Colonial Pipeline Company Eyes Expansion After Spills

Johnny Kauffman / WABE

A business development manager for the Alpharetta-based Colonial Pipeline Company told a Georgia legislative committee Thursday it continues to consider expansion following two incidents that spilled gas in a rural parts of Alabama.

“Demand for our services exceed supply. We’ve been full for going on 5 years now. We’re constantly looking at ways to expand.” said Don Gardner. “Shippers certainly want us to and we try to.”

Following the spills, and subsequent shutdowns of the pipelines, gas prices jumped around the South. The Colonial estimates its line from Houston to New Jersey deliveries 40 percent of the East Coast’s supply. 

But proposals for new pipelines in Georgia, and probably anywhere in the country, are likely to get caught in a debate over property rights that has united conservative Republicans and environmentalists here.
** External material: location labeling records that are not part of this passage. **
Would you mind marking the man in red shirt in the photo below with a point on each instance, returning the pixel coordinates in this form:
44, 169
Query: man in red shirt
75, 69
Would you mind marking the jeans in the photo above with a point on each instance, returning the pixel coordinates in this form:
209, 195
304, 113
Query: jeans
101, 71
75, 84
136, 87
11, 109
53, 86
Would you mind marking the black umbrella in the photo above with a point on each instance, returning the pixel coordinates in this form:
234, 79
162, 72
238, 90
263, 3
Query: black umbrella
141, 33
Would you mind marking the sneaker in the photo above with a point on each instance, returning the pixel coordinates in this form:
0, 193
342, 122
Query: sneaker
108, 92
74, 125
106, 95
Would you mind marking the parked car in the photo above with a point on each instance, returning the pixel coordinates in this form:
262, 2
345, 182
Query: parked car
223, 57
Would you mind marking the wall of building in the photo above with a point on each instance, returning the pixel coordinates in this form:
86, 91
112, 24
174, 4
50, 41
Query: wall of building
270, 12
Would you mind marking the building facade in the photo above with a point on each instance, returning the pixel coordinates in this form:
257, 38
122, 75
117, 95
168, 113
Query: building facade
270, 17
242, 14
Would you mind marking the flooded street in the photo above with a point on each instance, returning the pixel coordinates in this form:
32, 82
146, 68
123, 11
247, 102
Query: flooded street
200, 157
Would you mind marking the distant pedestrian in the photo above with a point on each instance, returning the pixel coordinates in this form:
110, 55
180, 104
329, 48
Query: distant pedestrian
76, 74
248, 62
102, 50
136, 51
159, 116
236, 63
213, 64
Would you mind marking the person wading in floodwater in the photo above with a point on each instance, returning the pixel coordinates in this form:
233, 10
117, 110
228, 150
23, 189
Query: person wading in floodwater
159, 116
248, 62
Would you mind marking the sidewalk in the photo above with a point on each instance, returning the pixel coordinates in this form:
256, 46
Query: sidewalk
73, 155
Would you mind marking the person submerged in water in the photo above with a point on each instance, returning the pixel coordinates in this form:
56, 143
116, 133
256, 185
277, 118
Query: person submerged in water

Effingham County Rep. Bill Hitchens chairs the committee. He said his constituents are concerned about private companies taking over their land to build new pipelines. He was behind a moratorium on the practice passed by the legislature this year. It ends next summer.

“Most of them just think it’s wrong that some company that wants to make a lot of money can come and take their property away and put something on there that may really affect them very negatively in the future, or their children or grandchildren,” said Hitchens.

The state recently blocked construction of a pipeline that would have run near the coast.

Hitchens says he expects new measures on pipelines during the legislative session next year. Any bill reflecting the work of the committee is likely to have priority. Hitchens appears focused on property rights.

“Eminent domain, if that’s stopped, it stops all the other issues. I think that’s what citizens are most concerned about is their property. The others are subsequent, you know, environmental issues,” said Hitchens.

Environmental lawyers and activists at the meeting joined the chorus of concerns over property rights, noting the potential ground water pollution, physical danger and long term loss of property value that can result from a spill or even relatively small leak.